All of this is only going to get worse, but there’s a lot of effort and consideration going into preparing the industry for scale. FDA and CMS officials were on hand to talk about their most recent guidances for shepherding therapies through the approval and reimbursement processes, and some of the slickest presentations came from contract manufacturers like Cellares, whose space-age Cell Shuttles – self-contained, automated units for cell modification – really need to be seen to be believed. 

When it comes to the treatment infrastructure, scaling is going to mean finding ways to look beyond major academic medical centres and decentralise treatments throughout the community. Biobanks and blood banks, which are accustomed to similar procedures, are investigating their role in this. 

“Authorised treatment centres have become very important,” said Warner Biddle, SVP and global head of commercial at Gilead’s Kite Therapeutics. “And that means not just partnering with large hospitals, but expanding our network. Each of those takes its own training and quality assurance, but that's extremely important.” 

Biddle also stressed the importance of education and making sure that patients and clinicians know when cell therapies are an option available to them.

5. Payment questions are starting to resolve

The curative potential of cell therapies is one of their greatest strengths. But it presents a hurdle when it comes to payment in a system that’s engineered around continuous treatment.

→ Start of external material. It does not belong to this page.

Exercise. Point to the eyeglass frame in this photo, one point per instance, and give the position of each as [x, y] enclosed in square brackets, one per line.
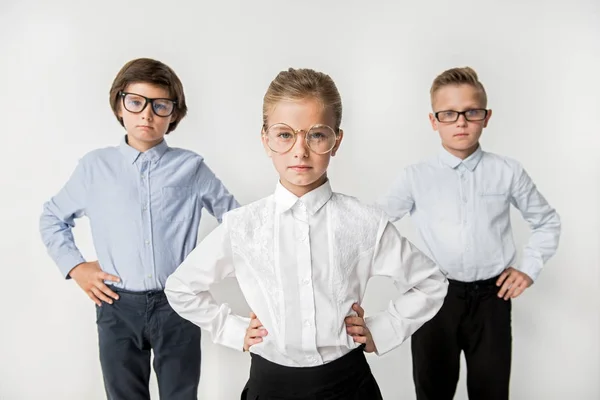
[296, 132]
[123, 94]
[464, 113]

“The US healthcare system is not ready for one-time curative therapies,” Orca Bio commercial lead Dan Kirby said in one session. “You can spend $750,000 cycling a patient through a product that's 21% effective and that they'll eventually just break through on and you know it's going to happen. And yet you're balking right now at spending under $500,000 for a CAR-T where that patient could not have another treatment and not be a burden to the healthcare system and lead a great life.”

But speakers at the conference, including Kirby and Biddle, said that it’s becoming easier to bring insurers on board if they can tell that value story – and if they generate the right data upfront to support it. 

As the industry evolves, Bristol Myers Squibb VP and site leader Lisa McClintock pointed out, it will be incumbent on industry to look for savings on the supply side, as well expecting payers to pay.

“From an operations perspective, we have a responsibility to drive the costs down,” she said. “With the process being so manual, it requires a large workforce to do what we do. What we really need to be looking for is how we get more automation in, because that is going to be operations' contribution to really driving down those costs. Payers recognising the value is important, but we as an industry need to own that.”

The current moment in cell therapy is one of tremendous opportunity and equally momentous challenges. But with patients like Emily Whitehead and Oaklynn Keller as their North Stars, the attendees at CAR-TCR were ready to buckle down and do that work.

At the end of one panel, Biddle was asked to give a piece of advice to folks working in the field.

“Be easy on ourselves,” he said. “Think of how much progress we've made in the industry over the last few years. I think we have to give ourselves a little bit of grace that we are building a whole new class and a whole new way of treating patients.”